In der Sexualpädagogik geht es um Verhütung, wie man eine ungewollte Schwangerschaft verhindert, sagt Rita Klügel, Leiterin von Donum Vitae. Aber man spricht nicht darüber, dass die Fruchtbarkeit bei Frauen altersbedingt begrenzt ist. Bereits im Alter von 28 Jahren nimmt sie rapide ab. Aber jede vierte Schwangere ist heute mindestens 35 Jahre alt. 31 Prozent der Deutschen leben Studien zufolge zwischen 25 und 45 Jahren ohne Partner. Also in der wichtigsten Phase für die Familiengründung.
Auch das Paar hatte erst relativ spät in einer Partnerschaft zusammengefunden, erzählt Rita Klügel. Die beiden waren beruflich gut etabliert und lebten in einem gesicherten Umfeld, als der Wunsch immer größer wurde, in einer Familie zu leben. Als Brigitte S. (Name von der Redaktion geändert) feststellen musste, dass sie auf natürliche Weise nicht schwanger werden würde, suchte das Paar eine Babywunsch-Klinik auf. Ein erfolgloser Versuch nach dem anderen zermürbte die beiden und sie fassten schließlich den Beschluss, sich mit ihrem Schicksal abzufinden und den Kinderwunsch aufzugeben.
Donum Vitae berät immer mehr betroffene Paare
Brigitte S. und ihr Mann sind kein Einzelfall. Rita Klügel begleitet im Jahr 20 bis 30 Paare. Vor etwa vier Jahren stellte sie fest, dass die Nachfrage nach psychosozialer Beratung wegen eines unerfüllten Kinderwunsches immer größer wurde. Diesen Wunsch aufzugeben, ist auch eine Form der Trauerberatung, mit der Klügel viel Erfahrung hat.
Denn einer der Schwerpunkte von Donum Vitae, das in diesem Jahr das 15-jährige Bestehen feiert, ist inzwischen die Beratung nach einer vorgeburtlichen Untersuchung (Pränataldiagnostik). Was tun, wenn die Gefahr besteht, dass das Kind behindert zur Welt kommt? Die Ärzte klären medizinisch auf, stoßen aber an Grenzen. Die Entscheidung, wie es weitergeht, muss die Schwangere treffen. Bei der Verarbeitung hilft auch hier eine psychosoziale Begleitung bei den spezialisierten Beratungsstellen.

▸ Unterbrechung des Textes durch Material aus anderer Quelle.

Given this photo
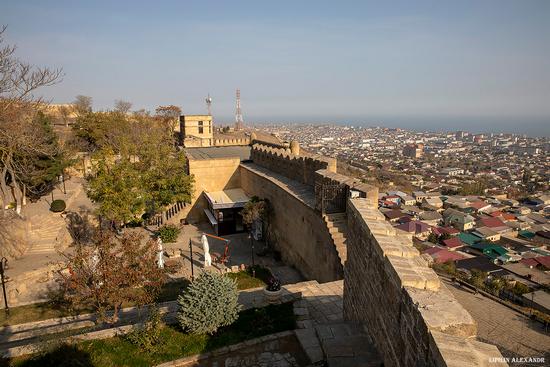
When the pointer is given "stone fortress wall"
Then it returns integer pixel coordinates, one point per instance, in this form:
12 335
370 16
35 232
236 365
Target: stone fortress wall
225 142
413 319
291 164
298 231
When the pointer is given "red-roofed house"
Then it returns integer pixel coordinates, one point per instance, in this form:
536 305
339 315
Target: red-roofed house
393 215
453 243
441 255
448 230
537 262
479 206
418 229
491 222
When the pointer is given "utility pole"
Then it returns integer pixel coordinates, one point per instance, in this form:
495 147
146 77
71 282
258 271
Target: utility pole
3 264
191 258
252 247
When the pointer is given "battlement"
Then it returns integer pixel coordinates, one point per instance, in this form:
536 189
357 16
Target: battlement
300 168
412 317
224 142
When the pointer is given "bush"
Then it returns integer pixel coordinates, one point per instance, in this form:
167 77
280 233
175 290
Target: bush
169 233
209 303
148 335
57 206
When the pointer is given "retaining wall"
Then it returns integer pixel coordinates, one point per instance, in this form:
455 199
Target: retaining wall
412 317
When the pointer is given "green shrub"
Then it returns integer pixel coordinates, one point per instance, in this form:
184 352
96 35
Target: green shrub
169 233
209 303
58 206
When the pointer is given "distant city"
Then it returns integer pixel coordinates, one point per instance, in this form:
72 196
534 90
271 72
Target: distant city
517 165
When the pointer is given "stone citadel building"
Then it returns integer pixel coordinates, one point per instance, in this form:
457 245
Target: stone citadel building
328 226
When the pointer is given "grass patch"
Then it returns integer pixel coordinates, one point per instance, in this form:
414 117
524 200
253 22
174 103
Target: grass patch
169 292
174 343
245 280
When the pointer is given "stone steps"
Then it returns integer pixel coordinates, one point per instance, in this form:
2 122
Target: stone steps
337 227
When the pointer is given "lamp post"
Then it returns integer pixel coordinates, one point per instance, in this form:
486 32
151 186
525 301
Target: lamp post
191 258
3 263
252 247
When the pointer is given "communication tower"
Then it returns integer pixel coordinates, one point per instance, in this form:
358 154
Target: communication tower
238 114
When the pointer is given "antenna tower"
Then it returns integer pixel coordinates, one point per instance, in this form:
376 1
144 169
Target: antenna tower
209 104
238 114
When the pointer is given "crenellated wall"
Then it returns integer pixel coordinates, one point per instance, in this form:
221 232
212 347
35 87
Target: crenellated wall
326 177
298 230
300 168
412 317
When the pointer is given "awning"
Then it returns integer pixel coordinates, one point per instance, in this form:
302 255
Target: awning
211 218
232 198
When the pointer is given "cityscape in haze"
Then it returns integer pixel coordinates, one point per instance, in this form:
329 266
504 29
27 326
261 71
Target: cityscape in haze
275 184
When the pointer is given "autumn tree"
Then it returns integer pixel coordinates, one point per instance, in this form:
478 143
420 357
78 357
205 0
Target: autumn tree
112 272
123 106
139 169
169 115
82 104
21 132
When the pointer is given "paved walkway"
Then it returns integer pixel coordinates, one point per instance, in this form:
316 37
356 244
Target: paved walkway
514 334
240 252
325 335
49 230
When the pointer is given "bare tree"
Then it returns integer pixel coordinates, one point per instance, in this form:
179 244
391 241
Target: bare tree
83 104
66 111
19 138
169 115
111 272
123 106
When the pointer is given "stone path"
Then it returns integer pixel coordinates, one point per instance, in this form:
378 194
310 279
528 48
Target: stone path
276 350
48 230
323 332
513 333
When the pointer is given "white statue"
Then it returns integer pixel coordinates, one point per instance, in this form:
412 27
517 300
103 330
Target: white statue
206 249
160 254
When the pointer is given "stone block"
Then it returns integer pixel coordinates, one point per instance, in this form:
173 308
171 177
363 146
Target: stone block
442 312
453 351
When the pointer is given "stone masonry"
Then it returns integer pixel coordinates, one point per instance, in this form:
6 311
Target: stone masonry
412 317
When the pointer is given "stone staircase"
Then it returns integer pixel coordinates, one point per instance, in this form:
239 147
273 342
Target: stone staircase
338 229
46 233
172 215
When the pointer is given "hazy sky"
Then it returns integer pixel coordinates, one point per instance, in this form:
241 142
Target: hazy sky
295 60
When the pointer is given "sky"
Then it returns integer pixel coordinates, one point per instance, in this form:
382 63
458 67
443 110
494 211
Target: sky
394 62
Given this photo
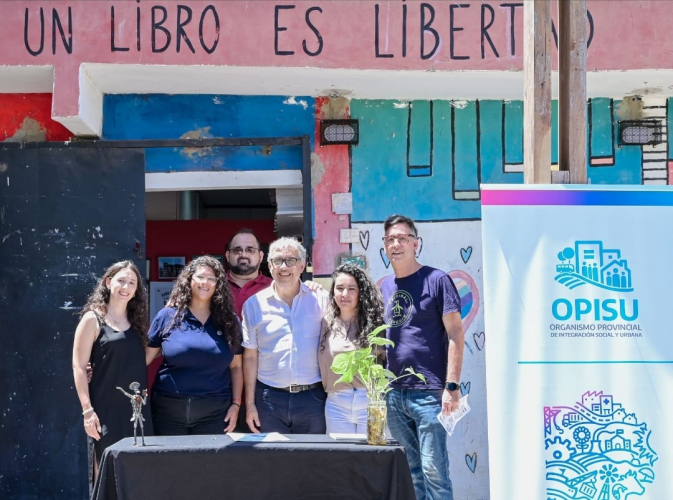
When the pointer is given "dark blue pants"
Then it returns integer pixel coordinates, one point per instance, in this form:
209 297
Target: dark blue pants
291 413
191 415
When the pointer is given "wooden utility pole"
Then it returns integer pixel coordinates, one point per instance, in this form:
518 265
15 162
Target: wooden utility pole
572 139
537 92
572 104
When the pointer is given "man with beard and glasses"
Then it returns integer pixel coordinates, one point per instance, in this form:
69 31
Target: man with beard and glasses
244 257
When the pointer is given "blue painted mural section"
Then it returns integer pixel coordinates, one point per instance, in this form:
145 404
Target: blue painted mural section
494 139
160 116
420 138
602 140
470 144
466 159
513 132
669 113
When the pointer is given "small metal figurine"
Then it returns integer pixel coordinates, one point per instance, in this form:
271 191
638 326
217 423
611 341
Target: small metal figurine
138 400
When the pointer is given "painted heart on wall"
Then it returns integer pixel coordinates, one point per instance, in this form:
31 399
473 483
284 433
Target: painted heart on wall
420 247
471 462
364 239
466 253
470 300
384 257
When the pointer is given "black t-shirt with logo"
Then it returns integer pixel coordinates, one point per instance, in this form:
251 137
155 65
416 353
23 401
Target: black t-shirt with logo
414 307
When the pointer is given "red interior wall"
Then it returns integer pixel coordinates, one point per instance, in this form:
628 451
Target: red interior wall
187 238
15 108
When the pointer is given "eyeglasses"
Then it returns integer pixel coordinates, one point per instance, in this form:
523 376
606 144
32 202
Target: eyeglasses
246 250
200 278
402 239
279 261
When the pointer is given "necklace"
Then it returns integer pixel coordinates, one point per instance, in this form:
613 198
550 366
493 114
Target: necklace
114 321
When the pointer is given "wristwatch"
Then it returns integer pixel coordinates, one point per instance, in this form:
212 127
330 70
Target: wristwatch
452 386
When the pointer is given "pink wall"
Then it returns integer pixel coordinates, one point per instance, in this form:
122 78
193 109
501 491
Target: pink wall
347 29
326 34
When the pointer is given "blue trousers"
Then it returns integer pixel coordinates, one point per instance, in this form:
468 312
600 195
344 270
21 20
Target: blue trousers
412 421
291 413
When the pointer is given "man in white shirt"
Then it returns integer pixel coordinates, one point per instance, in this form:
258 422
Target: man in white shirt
281 332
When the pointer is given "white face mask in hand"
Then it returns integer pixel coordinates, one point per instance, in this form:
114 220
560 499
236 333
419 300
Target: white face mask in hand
449 421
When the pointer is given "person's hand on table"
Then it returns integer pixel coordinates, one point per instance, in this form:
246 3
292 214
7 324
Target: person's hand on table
232 417
450 401
252 418
92 425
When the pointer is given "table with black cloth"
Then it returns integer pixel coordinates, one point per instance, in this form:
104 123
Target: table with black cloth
307 467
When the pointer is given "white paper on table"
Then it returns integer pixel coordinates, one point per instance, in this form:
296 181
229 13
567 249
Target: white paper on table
342 435
449 421
261 437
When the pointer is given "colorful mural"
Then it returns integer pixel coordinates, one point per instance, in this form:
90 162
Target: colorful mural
430 156
161 116
426 159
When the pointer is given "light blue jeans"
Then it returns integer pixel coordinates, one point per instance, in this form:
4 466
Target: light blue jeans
346 411
412 421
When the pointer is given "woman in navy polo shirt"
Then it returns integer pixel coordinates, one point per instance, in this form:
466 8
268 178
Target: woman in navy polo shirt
199 384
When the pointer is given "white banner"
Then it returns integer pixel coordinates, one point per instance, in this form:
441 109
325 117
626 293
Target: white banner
579 367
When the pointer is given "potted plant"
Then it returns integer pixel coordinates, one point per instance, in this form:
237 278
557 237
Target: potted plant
362 364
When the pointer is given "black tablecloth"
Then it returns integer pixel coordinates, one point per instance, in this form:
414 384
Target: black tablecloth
308 467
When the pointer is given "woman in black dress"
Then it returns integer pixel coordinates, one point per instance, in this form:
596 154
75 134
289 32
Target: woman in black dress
111 336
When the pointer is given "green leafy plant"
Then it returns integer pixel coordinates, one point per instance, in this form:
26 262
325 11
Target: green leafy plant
362 365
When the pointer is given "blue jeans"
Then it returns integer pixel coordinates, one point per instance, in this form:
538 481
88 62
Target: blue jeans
291 413
346 411
412 421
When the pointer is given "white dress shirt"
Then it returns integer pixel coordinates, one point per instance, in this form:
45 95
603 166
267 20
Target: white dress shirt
286 338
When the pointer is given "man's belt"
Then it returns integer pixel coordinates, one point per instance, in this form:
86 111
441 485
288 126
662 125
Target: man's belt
299 388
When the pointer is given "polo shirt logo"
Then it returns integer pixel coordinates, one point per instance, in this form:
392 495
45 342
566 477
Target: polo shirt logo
398 308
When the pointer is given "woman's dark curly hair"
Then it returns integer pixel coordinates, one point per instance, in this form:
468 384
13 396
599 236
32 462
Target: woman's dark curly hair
370 305
136 308
222 312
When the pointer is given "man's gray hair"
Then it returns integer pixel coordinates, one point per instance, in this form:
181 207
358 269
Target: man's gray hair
285 242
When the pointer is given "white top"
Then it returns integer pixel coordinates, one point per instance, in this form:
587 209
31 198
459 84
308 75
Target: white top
286 338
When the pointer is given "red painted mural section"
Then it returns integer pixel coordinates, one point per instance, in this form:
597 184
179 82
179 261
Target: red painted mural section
28 117
189 238
332 162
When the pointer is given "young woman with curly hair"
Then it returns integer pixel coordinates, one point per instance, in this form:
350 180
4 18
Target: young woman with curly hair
355 309
111 336
200 380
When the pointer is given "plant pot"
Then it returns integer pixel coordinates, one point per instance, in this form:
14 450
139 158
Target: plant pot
376 422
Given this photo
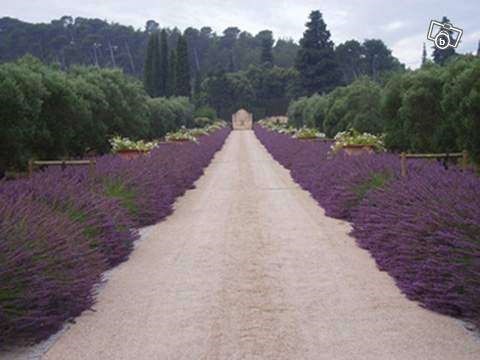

Sex nach Plan belastet die Beziehung
Beim unerfüllten Kinderwunsch ist das nicht anders. Die Paare sind bestens über die medizinischen Möglichkeiten informiert. Aber sie sind häufig in einem psychischen Ausnahmezustand. Während der anstrengenden Versuche, ein Kind mit Reproduktionstechnologie zu bekommen, leiden nicht selten die Beziehung und das Sexualleben der Paare. Sie leben ständig unter Stress und Zeitdruck. Sex nach Plan in der fruchtbaren Zeit belastet, das Lustempfinden geht verloren.
„Es ist eine Achterbahn der Gefühle“, sagt Rita Klügel. Und es gibt Tabugrenzen in einer Partnerschaft. In einem professionell geführten Gespräch in der Beratungsstelle können Dinge dagegen ausgesprochen werden, über die man zu zweit nicht so einfach redet. Ist der Kinderwunsch dank modernster medizinischer Technik erfüllt, kann es ganz andere Probleme geben, sagt Klügel. Sie kennt Frauen, die sich fragen: Wie sage ich meinem Kind, dass es nicht im Mutterleib erzeugt, sondern im Labor entstanden ist? Auch in dieser Situation kann die psychosoziale Beratung hilfreich sein.
Fachleute gehen davon aus, dass die Zahl der Paare, die sich ihren Kinderwunsch durch eine reproduktionsmedizinische Behandlung erfüllen wollen, angesichts des medizischen Fortschritts weiter zunehmen wird. „Wir wollten auf diese gesellschaftliche Veränderung eine Antwort geben,“ sagt Rita Klügel. Deshalb hat sie mit Kolleginnen eine Zusatzqualifikation erworben.
Zertifizierte Beraterinnen für den unerfüllten Kinderwunsch gibt es auch in den Beratungsstellen von Donum Vitae in Memmingen und Neu-Ulm.